Jim Geraghty of National Review highlights Democratic presidential contender Elizabeth Warren’s obfuscation about the tax impacts of her policy proposals.

If you want a Scandinavian-style welfare state, you’ll need a Scandinavian-style tax code to pay for it. Bernie Sanders is willing to admit as much. …

… Elizabeth Warren was not as forthcoming. Pressed on the subject multiple times by the moderators and other candidates, Warren refused to affirm that her Medicare for All plan — which will cost approximately $32 trillion over ten years, per an Urban Institute study — would necessarily raise taxes on middle-income earners. …
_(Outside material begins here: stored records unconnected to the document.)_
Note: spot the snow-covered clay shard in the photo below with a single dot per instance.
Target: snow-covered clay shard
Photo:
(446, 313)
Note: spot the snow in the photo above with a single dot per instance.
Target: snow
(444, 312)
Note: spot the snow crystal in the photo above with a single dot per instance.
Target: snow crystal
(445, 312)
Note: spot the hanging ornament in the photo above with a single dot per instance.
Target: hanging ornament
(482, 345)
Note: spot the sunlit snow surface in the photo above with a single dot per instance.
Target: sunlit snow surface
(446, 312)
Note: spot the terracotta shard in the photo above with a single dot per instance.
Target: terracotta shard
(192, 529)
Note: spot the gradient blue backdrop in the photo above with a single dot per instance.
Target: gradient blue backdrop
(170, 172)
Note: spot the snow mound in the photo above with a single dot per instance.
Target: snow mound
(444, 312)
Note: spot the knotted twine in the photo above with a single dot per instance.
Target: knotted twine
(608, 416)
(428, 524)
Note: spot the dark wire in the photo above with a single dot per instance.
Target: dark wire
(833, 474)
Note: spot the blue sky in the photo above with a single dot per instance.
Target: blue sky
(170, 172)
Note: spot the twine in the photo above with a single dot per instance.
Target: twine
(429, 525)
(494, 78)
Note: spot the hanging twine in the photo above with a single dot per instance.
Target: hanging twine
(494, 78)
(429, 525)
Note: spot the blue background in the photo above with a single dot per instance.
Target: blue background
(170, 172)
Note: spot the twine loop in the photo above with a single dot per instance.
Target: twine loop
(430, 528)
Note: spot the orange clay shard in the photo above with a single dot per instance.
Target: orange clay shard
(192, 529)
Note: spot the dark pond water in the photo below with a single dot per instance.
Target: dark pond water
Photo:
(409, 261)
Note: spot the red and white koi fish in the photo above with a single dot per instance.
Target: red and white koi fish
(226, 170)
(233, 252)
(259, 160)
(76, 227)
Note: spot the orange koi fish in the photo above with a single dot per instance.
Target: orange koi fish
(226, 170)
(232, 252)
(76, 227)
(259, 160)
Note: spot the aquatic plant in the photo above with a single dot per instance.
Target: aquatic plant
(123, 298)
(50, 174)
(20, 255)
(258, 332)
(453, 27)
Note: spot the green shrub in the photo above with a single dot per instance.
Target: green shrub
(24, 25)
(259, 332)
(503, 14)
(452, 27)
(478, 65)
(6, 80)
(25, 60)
… [S]he certainly implied that she would raise middle-class taxes — she says she’s committed to cutting overall costs for middle-class families, mirroring Sanders’s higher-taxes-lower-costs rationale — but she refused to state, for the record, that she would.

This is a lie. It’s a lie by omission, but it’s a lie nonetheless. To implement her plan, Warren would have no choice but to raise taxes on the middle class. Moving to a single-payer health-care system would require the imposition of a significant tax increase on millions of middle-income earners. …

… Does Warren’s equivocation on a matter so central to her domestic agenda reflect poorly on her? No, say pundits, who have since insisted that the fault for Warren’s evasion lies not with the candidate but instead with those who would deign to ask her such a question in the first place.